The recommendation comes as part of a full report to assess the adequacy of existing safeguards for U.S. research participants compiled by the Presidential Commission for the Study of Bioethical Issues.
President Obama formed the Commission last year, after historians discovered Guatemalan prostitutes, prisoners and soldiers were unknowingly exposed to sexually transmitted diseases in the 1940s as part of U.S. experiments.
From 1946 to 1948, well-known public health figure John C. Cutler, MD, and colleagues intentionally infected female sex workers with syphilis and paired them with male prisoners. The researchers also inoculated inmates, patients at mental hospitals and soldiers with the pathogens responsible for syphilis, gonorrhea and chancroid, without their knowledge or consent.
After issuing a public apology, the President requested the Commission investigate the Guatemala experiment, as well as current U.S. research policy, and make recommendations to prevent future research-related abuses.
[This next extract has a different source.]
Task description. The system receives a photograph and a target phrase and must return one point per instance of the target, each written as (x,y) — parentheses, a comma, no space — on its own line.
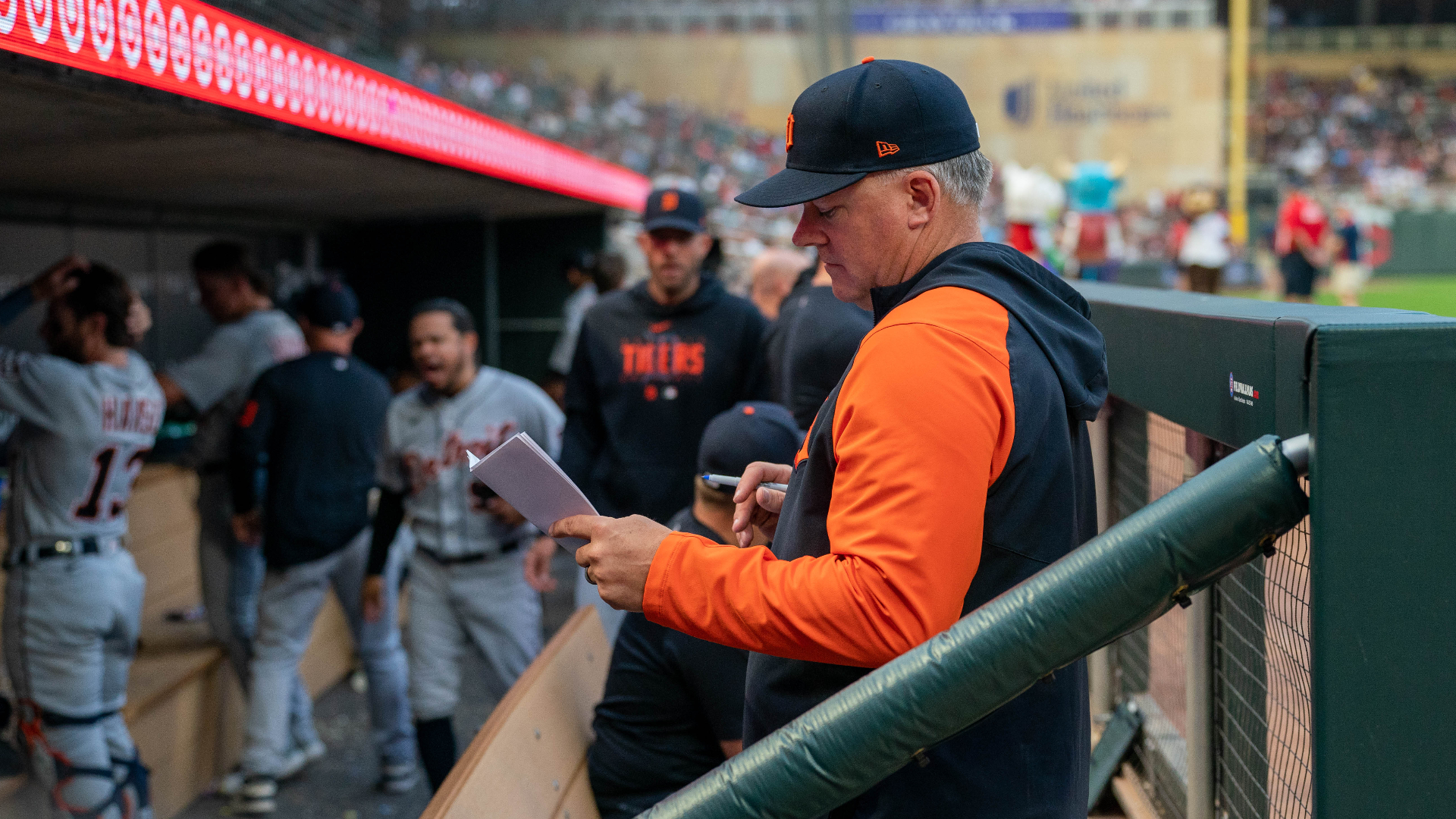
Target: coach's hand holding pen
(731,482)
(759,497)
“Over the past five decades, the U.S. has made significant progress in developing rules, standards, and practices for protecting human subjects in research,” the panel wrote in the 48-page report.
However, despite the praise, the Commission pointed out several areas for improvement during a public meeting in Washington earlier this week.
In addition to adopting a research participant compensation model similar to the National Vaccine Injury Compensation Program already in existence, the Commission recommended creating a single national patient database. “We know about ClinicalTrials.gov, but it is not at all comprehensive,” said Commission chair Amy Gutmann, MD, president of the University of Pennsylvania.
Ezekiel J. Emanual, MD, PhD, former chief of the Clinical Center Department of Bioethics at the National Institutes of Health agreed: “I’ve been saying for the last 15 years it is a scandal that neither the head of the FDA or NIH can report how many people are on clinical trials, or how many people have had an adverse event, or had died” in connection to a trial.
The Commission is currently compiling information from 18 federal agencies involved in conducting scientific research to determine the feasibility of developing a national database.
Other Committee recommendations for improvements include: regular dialogue with international organizations about research ethics; sponsor-funded ethics training for clinical investigators and institutional review board members; more transparency and monitoring of ongoing research; and better enforcement and refinement of existing rules.
The Commission is expected to report full findings on the Guatemala experiments next month.